Science and philosophy have been in the habit of absolutising objectivity, but the point when objectivity appears for a flesh and blood creature is at the point of judgement. We always judge between alternatives, some of which may be better than others, but none is absolutely right. At the point where we judge, some of the possible alternatives will address conditions better than others. One way of understanding how they do this is by avoiding metaphysics (which will be discussed on another page). However, one can also apply the integration model to judgement to assert that a more integrated judgement will be a better judgement.

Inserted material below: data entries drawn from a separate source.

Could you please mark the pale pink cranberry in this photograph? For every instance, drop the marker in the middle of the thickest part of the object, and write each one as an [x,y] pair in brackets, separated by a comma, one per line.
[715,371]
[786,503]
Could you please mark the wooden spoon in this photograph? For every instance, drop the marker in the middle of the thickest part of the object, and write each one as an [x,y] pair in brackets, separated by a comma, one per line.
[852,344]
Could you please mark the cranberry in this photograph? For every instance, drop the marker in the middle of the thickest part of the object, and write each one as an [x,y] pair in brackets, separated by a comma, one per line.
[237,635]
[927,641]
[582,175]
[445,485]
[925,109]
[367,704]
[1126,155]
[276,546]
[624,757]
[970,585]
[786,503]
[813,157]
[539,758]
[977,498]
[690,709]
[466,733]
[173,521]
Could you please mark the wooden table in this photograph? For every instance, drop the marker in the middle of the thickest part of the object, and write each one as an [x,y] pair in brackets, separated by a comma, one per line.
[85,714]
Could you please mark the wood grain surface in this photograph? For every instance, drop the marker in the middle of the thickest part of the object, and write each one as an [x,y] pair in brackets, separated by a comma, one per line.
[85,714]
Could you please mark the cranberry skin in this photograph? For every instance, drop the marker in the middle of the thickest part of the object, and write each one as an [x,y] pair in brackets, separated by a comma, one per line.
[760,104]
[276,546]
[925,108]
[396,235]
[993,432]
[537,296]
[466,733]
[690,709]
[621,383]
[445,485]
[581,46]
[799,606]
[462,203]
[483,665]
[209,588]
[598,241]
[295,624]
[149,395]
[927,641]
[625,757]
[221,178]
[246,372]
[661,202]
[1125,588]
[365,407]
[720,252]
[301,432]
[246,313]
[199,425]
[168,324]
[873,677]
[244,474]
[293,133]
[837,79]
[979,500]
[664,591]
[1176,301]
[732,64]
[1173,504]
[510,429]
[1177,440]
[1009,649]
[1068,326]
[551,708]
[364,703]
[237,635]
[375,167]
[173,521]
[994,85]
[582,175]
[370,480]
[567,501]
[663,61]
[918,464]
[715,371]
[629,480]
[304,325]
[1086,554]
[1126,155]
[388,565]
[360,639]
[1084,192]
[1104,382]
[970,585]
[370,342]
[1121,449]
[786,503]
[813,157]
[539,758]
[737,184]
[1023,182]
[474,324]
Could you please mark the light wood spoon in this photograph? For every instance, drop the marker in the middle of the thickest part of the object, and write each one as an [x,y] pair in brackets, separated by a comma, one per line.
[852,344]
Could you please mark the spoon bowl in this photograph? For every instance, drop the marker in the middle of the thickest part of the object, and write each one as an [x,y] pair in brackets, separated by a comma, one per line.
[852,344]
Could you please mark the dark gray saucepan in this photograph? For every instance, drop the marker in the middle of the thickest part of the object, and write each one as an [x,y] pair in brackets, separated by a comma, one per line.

The level of integration that is applied to judgements is integration of belief. There are two ways of judging integration of belief that need to be applied simultaneously. Our beliefs are, on the one hand, coherent representations, and on the other, fallible models that may be compared to other possible beliefs. We can assess them both by checking that they are consistent with our other beliefs (including beliefs about things we have observed), and by checking that we are open to alternative possible beliefs and that no equally helpful ones are available. For example, if I am considering the belief that my cat has been kidnapped by reptilians, this may be consistent with the disappearance of my cat and with conspiracy theories about reptilians. However, if I am open to alternative explanations I will probably recognise that there are much better explanatory hypotheses about why my cat has disappeared, such as that it has got stuck up a tree, been invited into someone else’s house etc. The belief that my cat had been kidnapped by reptilians would not be a very integrated belief, because there would be lots of other pressing alternative beliefs. The alternative beliefs would be even more pressing if the belief was not even coherent with other evidence (e.g. if a neighbour had told me he saw the cat stuck up a tree). I would have to be in a pretty rigid, intractable state of mind to continue to maintain this belief, with my belief tightly armour-plated against the opposition.

Whether my belief can be integrated will also depend on other levels of integration. If I do not even understand the meaning of possible alternative beliefs (cognitively or emotionally, then I will not be able to even formulate or consider alternative beliefs. For example, if my neighbour who saw the cat only speaks Hungarian, I might have trouble understanding what she said about the cat. If my desires are not even integrated sufficiently to form beliefs about what has happened to the cat, too, I will not be able to integrate my beliefs. Each integration of belief is dependent on layers of integrated desire and meaning beneath it (see desire, meaning and belief page).

But what makes more integrated beliefs more objective? Basically because conditions for delusion that come from conflicts of belief are removed. Conflicting beliefs do not allow us to create clear representations on the basis of which we can act effectively. Those conflicting beliefs could either be present unconsciously, sabotaging our judgement, or they could lead us to change our minds a bit later.Cracked_glass_surface

A metaphor that might help illustrate this is that of cracked glass. Supposing that for some reason, everything you see has to be through this sheet of glass. You could have a very small piece of glass, which would correspond to an incoherent belief. Alternatively, you could have a large piece of glass, but it is so badly cracked that you still can’t see through it very clearly. This would correspond to having divided beliefs in conflict with each other. People who are just ignorant have small pieces of glass, while people relying on metaphysical views that involve repressing alternatives have big pieces of glass, but they’re badly cracked. Only by having a large enough sheet of glass that is not cracked will you be able to see a fair enough section of the world to have reasonable confidence in your view.